Nicola Bulley: Police confirm that body found in River Wyre is missing dog walker
A body found in the River Wyre has been identified as missing mother Nicola Bulley, police have confirmed.
Her body was found on Sunday morning in the River Wyre in Lancashire, around a mile from where the 45-year-old mortgage adviser was last seen.
The mother-of-two had gone missing while walking her dog in St Michael’s on Wyre more than three weeks ago, sparking a major search.
Police previously said they believed the 45-year-old had gone into the river and that her disappearance on January 27 was not suspicious.
On Sunday, Lancashire Police said they “sadly recovered a body” from the water. It is understood that a man and a woman walking their dog discovered the body and called police.
Police confirmed at a press conference on Monday the body has been formally identified as Ms Bulley.
In a statement read to the press by police, Ms Bulley’s family said their “worst fears” have been confirmed, adding they “will never be able to comprehend what Nikki had gone through in her last moments”.
“We will never forget Nikki,” said the family. “How could we? She was the centre of our world. She was the one who made our lives so special, and nothing will cast a shadow over that.
“Our girls will get the support they need from the people who love them the most.”
The family added their heartfelt thanks to friends and the local community, for their “comforting and heartwarming” support in recent weeks.
“Our hearts truly break for others who have missing loved ones,” they added. “Keep that hope alive.
“Finally, Nikki - you are no longer a missing person. You have been found. We can let you rest now. We love you - always have, and always will. We will take it from here.”
Lancashire Police’s Assistant Chief Constable Peter Lawson said as Monday’s press conference began: “Sadly we are now able to confirm that yesterday we recovered Nicola Bulley from the River Wyre.
“Nicola’s family have been informed and are of course devastated. Our thoughts are with them at this time, as well as all her loved ones and the wider community.
“Today’s development is not the outcome any of us would have wanted, but we hope that at least it can begin to provide some answers for Nicola’s loved ones.
“They remain in foremost in our thoughts.
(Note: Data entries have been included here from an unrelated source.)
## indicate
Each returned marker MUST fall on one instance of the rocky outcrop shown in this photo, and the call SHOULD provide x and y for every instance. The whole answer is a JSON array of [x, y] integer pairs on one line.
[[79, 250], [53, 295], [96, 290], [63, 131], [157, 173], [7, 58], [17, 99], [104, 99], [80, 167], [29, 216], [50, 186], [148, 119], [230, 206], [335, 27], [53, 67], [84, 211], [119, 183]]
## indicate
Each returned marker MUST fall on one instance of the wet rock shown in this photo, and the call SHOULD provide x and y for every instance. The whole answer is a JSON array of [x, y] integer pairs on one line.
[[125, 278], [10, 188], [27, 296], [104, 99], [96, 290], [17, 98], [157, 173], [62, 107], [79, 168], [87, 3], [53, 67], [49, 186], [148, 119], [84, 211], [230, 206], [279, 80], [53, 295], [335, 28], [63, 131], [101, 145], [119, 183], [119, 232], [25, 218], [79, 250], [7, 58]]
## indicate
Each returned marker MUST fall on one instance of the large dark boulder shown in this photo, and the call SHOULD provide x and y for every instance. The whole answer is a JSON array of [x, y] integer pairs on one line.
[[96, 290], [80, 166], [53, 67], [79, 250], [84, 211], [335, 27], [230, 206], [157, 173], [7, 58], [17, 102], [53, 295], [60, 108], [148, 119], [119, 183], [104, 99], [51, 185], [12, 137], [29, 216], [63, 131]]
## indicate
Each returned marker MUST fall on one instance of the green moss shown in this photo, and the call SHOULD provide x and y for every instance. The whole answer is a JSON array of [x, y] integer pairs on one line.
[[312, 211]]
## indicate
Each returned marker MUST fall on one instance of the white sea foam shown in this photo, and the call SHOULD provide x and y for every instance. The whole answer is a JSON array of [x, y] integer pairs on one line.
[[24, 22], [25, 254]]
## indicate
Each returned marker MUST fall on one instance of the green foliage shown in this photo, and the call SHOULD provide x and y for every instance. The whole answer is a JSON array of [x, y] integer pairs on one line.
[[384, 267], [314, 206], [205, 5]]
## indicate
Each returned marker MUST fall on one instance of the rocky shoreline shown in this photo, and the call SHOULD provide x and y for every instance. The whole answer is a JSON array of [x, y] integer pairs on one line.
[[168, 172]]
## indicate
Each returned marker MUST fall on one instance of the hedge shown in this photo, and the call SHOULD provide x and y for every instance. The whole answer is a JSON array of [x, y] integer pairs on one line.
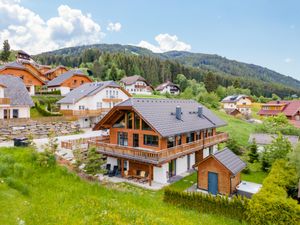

The case is now being handled by His Majesty’s coroner.”
Ms Bulley was last seen walking her springer spaniel Willow after dropping off her two daughters, aged six and nine, at school.
The mortgage adviser’s partner had spoken of his family’s “agony” after the body was found in the river on Sunday.
The body was found on a stretch of the river just past a slight bend, a mile or so outside the village, close to where a tree had fallen on its side half in and half outside the water, with branches and undergrowth partially submerged.
Police had earlier erected a tent and cordoned off the lane while police divers were called in. The section of river is understood to have been previously searched as part of the investigation to find her.
Lancashire Police has faced criticism of its handling of the investigation into Ms Bulley’s disappearance.
Following a press conference in which they revealed Ms Bulley was classed as a high risk missing person, the force released a statement saying that she had “some significant issues with alcohol” and “ongoing struggles with the menopause”.
Prime Minister Rishi Sunak has said he was “concerned” that private information about Ms Bulley had been made public, while Home Secretary Suella Braverman has demanded an explanation.
Lancashire Police has referred itself to the police watchdog over contact they had with Ms Bulley before she went missing.
Ms Bulley’s disappearance sparked huge speculation as to what had happened to Ms Bulley - which intensified the longer the search went on - and drew criticism from the police.
Lancashire Police said social media sleuths - including TikTokers who descended on the scene near Ms Bulley’s disappearance - had “distracted” and hindered their investigation by “playing private detectives”.
Detective Superintendent Rebecca Smith said investigating officers were “inundated with false information, accusations and rumours” relating to the case.